Vanessa Kirby also comes close to stealing the film at times in the role of Hattie Shaw, with even Hobbs having a genuinely hard time pinning her down in their initial encounter. Frankly, Hattie proves to be such an integral player in the film, no “Hobbs and Shaw” follow-up would be complete without her. When it comes to Brixton Lore, Idris Elba is clearly having an absolute blast playing, in his own words, “Black Superman”, and is easily the most engaging villain the “Fast and Furious” movies have ever seen. Brixton’s cybernetic enhancements and the very sweet set of “Batman”-worthy wheels he travels on make for some of the craziest action scenes in the entire series. Naturally, no “Fast and Furious” movie would be complete without some automotive action, and “Hobbs and Shaw” certainly has its share, ranging from a chase through the streets of London and a vehicular battle in Russia that just about leaves a nuclear cooling tower in ruins.
However, the finale in Hobbs’ native Samoa is a real home run, kicking off with our hero and his extended family standing their ground with a ritual Haka dance against their foes, something that has to be a first for contemporary action movies. The automotive craziness the “Fast and Furious” series has risen to is clear as day with the sight of Brixton’s fleeing helicopter towing a half dozen speeding cars alongside a rocky cliff like tea bags. And to say that the “Fast and Furious” series has a new champion for fight scenes would be an understatement. Brixton’s cybernetic enhancements have already allowed him to outmaneuver Hobbs and Shaw, and anyone else who’s gotten in his way, throughout the film.
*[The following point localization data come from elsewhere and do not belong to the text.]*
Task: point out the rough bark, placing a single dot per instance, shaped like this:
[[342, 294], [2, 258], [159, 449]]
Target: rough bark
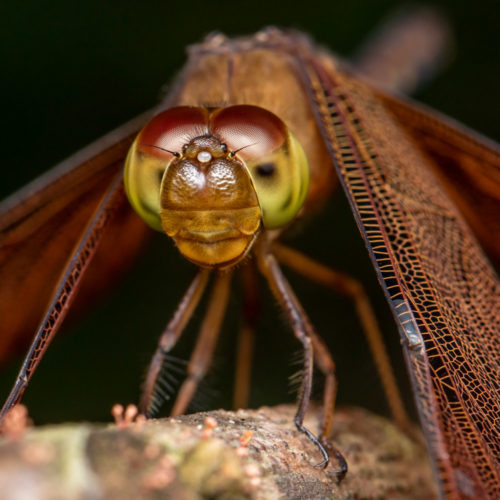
[[248, 454]]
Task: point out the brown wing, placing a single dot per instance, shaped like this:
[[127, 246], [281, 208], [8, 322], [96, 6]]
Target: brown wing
[[467, 165], [40, 225], [442, 289]]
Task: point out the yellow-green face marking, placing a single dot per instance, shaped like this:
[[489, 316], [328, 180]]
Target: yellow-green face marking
[[210, 178]]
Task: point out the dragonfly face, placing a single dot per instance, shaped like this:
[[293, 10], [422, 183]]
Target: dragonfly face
[[209, 177], [385, 151]]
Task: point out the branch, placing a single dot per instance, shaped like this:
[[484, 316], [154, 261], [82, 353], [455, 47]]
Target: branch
[[248, 454]]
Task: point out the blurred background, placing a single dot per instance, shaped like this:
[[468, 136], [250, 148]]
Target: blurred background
[[73, 71]]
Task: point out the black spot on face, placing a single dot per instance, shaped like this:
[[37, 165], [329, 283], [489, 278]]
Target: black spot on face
[[266, 169]]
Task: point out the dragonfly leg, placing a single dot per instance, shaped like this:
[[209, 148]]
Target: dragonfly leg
[[66, 289], [148, 403], [348, 286], [311, 344], [205, 344], [246, 338]]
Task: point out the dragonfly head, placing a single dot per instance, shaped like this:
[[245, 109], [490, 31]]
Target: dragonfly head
[[211, 178]]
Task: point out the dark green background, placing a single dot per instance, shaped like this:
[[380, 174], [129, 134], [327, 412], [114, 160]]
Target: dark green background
[[73, 72]]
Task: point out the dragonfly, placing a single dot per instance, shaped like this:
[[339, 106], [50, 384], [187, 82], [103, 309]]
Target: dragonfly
[[225, 165]]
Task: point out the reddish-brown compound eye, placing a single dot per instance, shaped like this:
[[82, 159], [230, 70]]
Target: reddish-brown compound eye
[[171, 130], [250, 130], [151, 153], [273, 155]]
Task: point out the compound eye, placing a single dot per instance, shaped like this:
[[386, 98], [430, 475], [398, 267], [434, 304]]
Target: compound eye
[[274, 157], [156, 146]]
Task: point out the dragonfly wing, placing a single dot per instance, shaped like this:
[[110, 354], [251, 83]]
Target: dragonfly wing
[[41, 224], [443, 291], [467, 165]]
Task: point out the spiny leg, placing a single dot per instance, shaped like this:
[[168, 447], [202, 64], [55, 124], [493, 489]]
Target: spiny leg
[[205, 344], [246, 338], [66, 289], [305, 333], [169, 338], [348, 286]]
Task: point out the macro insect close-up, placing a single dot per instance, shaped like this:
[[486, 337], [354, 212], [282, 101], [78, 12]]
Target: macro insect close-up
[[247, 145]]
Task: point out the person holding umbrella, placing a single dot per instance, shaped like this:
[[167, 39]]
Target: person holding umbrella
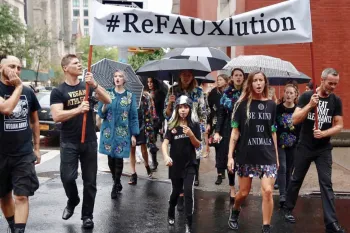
[[253, 146], [188, 86], [214, 104], [315, 146], [223, 129], [119, 128]]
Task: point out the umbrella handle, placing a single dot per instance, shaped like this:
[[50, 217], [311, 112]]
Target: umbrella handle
[[83, 130], [314, 80]]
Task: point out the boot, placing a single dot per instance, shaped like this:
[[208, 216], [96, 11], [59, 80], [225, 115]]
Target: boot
[[233, 220], [171, 215], [155, 162], [133, 179], [189, 224], [266, 229], [149, 172], [218, 180]]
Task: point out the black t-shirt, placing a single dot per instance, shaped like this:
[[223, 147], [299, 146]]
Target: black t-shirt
[[15, 131], [71, 97], [327, 109], [182, 152], [287, 133], [255, 145]]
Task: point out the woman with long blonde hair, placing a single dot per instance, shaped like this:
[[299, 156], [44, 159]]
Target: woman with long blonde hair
[[253, 146]]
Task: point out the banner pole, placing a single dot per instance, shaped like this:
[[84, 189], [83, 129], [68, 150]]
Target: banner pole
[[83, 131], [314, 80]]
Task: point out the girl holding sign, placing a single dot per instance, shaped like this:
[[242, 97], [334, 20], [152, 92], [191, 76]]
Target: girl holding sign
[[184, 136], [254, 141]]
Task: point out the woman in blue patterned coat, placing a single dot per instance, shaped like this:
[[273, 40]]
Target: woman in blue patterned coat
[[119, 128]]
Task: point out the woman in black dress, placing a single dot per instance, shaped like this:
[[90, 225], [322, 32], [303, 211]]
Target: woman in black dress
[[214, 104], [184, 136]]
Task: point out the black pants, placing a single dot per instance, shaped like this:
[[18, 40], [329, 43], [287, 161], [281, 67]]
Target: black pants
[[186, 185], [116, 166], [286, 159], [70, 155], [323, 161]]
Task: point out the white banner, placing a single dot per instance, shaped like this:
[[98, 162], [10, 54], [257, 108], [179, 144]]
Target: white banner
[[287, 22]]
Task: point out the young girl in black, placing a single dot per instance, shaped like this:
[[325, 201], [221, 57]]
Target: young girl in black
[[184, 136], [253, 146]]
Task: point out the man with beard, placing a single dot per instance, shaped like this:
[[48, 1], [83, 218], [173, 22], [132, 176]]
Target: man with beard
[[314, 145], [19, 124], [68, 106]]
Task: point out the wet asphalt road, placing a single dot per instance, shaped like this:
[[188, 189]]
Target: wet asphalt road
[[143, 209]]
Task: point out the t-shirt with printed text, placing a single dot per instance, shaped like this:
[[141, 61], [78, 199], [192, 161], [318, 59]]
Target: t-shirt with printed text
[[255, 145], [15, 131], [327, 109], [71, 97]]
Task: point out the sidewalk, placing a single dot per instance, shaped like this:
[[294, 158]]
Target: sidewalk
[[208, 175]]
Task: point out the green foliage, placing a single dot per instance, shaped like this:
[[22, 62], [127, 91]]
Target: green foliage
[[98, 52], [139, 59], [11, 30]]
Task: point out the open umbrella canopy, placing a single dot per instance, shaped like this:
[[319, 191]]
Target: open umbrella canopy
[[271, 66], [281, 81], [212, 58], [167, 69], [104, 70]]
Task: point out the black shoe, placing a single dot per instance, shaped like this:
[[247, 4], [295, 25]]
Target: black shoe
[[88, 223], [69, 211], [266, 229], [288, 216], [149, 172], [133, 179], [196, 182], [334, 228], [117, 188], [189, 224], [180, 203], [282, 200], [171, 215], [233, 220], [219, 180]]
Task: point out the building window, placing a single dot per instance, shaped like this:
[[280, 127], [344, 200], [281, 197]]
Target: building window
[[76, 12], [76, 3], [86, 31]]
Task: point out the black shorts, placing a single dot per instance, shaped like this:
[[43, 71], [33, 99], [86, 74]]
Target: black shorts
[[17, 173]]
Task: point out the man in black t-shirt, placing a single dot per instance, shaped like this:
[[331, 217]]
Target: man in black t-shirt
[[19, 125], [68, 106], [314, 145]]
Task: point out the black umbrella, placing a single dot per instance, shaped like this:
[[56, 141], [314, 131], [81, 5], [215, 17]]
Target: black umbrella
[[283, 80], [212, 58], [166, 69]]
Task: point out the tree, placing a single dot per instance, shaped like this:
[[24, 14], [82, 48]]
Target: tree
[[11, 30], [99, 52], [139, 59]]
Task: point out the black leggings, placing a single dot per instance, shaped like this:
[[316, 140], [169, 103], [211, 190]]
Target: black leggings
[[116, 167], [186, 185]]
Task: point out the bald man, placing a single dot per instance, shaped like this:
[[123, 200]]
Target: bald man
[[19, 125]]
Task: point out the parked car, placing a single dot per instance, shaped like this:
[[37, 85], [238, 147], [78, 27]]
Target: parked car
[[47, 126]]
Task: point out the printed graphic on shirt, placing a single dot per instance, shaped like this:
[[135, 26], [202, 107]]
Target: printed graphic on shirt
[[322, 111], [76, 97], [17, 121]]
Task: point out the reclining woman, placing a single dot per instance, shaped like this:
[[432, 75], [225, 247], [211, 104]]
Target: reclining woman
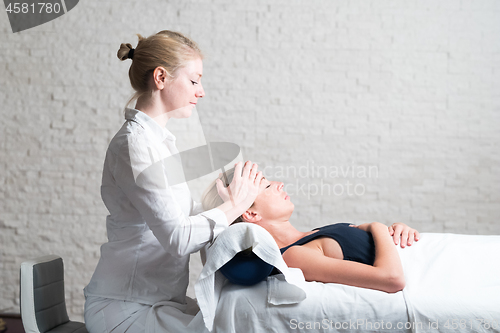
[[362, 256]]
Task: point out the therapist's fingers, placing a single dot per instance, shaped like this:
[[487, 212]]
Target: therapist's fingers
[[417, 235], [404, 237], [413, 236], [397, 232], [246, 170], [258, 178], [253, 172], [391, 230], [237, 170]]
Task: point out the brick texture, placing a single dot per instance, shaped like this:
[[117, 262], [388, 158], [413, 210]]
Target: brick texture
[[367, 110]]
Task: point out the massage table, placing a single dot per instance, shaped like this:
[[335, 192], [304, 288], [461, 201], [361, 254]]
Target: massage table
[[452, 285]]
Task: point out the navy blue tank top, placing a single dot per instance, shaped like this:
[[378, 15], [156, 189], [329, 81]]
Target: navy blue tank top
[[357, 245]]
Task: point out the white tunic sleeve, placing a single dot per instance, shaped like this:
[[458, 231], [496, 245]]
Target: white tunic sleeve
[[144, 182]]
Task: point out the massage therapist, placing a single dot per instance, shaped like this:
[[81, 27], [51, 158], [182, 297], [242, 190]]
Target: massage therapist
[[152, 228]]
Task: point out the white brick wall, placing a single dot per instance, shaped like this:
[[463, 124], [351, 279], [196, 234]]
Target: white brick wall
[[407, 87]]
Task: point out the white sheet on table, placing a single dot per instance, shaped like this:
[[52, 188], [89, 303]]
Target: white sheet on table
[[448, 277], [237, 238], [453, 282]]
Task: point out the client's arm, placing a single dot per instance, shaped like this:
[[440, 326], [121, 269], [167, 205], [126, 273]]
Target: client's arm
[[386, 274]]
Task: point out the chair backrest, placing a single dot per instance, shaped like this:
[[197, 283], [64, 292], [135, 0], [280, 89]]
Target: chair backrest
[[43, 305]]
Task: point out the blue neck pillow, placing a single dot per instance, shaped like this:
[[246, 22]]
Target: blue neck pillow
[[246, 269]]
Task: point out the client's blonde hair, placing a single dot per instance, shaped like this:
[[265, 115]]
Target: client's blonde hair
[[168, 49], [210, 197]]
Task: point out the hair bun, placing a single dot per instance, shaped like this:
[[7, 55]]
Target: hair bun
[[125, 52]]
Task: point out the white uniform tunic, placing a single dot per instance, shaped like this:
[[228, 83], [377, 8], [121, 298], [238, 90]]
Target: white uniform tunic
[[151, 227]]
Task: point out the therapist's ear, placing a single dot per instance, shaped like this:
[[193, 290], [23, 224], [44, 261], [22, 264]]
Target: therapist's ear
[[251, 216], [160, 77]]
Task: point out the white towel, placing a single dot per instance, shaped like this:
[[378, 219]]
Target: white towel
[[236, 238]]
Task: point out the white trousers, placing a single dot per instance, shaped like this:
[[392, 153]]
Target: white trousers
[[105, 315]]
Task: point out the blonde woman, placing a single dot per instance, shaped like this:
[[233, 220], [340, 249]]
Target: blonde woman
[[152, 227], [362, 256]]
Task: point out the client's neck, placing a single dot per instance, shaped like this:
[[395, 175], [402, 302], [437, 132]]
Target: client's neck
[[283, 232]]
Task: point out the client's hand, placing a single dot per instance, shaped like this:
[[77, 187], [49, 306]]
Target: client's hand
[[405, 233], [244, 187]]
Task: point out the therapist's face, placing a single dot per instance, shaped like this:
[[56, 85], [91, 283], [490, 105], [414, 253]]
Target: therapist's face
[[182, 93], [273, 203]]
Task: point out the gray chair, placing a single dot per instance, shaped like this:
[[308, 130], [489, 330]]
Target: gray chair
[[43, 306]]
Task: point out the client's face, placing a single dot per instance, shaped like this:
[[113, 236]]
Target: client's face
[[273, 203]]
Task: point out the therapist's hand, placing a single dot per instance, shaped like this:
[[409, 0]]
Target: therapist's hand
[[400, 231], [244, 187]]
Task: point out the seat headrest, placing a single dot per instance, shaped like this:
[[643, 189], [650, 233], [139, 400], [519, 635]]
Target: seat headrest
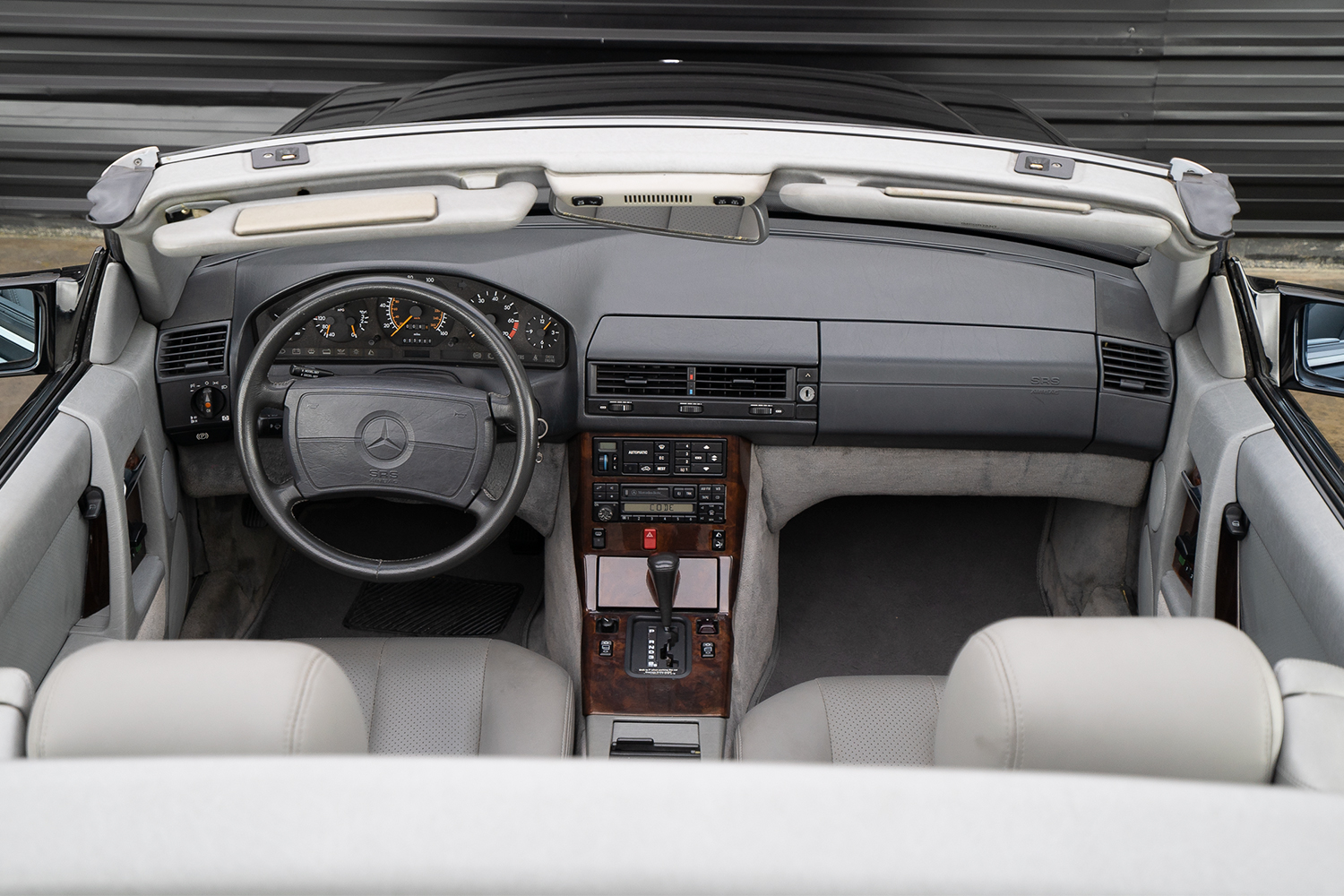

The trio’s rain-drenched final smackdown is brutal, powerful, and simply mesmerizing, and with director David Leitch’s use of speed-ramping to capture each hit in all its slow-mo glory, it’s clear he brought over a few lessons from working as a stuntman on Zack Snyder’s “300”. Great minds truly do think alike!
“Hobbs and Shaw” is a wild, completely berserk, relentlessly thrilling, and immensely satisfying end to the summer movie season. Vanessa Kirby plants her flag as the latest warrior- woman to kick butt in modern action films, Idris Elba is by far the best villain the franchise has ever seen, the action sequences are simply out of this world, and The Rock and Jason Statham’s competitive buddy chemistry is more than enough to want to see Hobbs and Shaw team to infinity and beyond.
It’s exceedingly rare to see a summer-movie season bookended as beautifully as that of 2019, but the original “John Wick”-directing duo have accomplished just that with “John Wick: Chapter 3” and “Hobbs and Shaw”. It’s time to finally state the obvious – let’s have more stunt people directing action movies, please!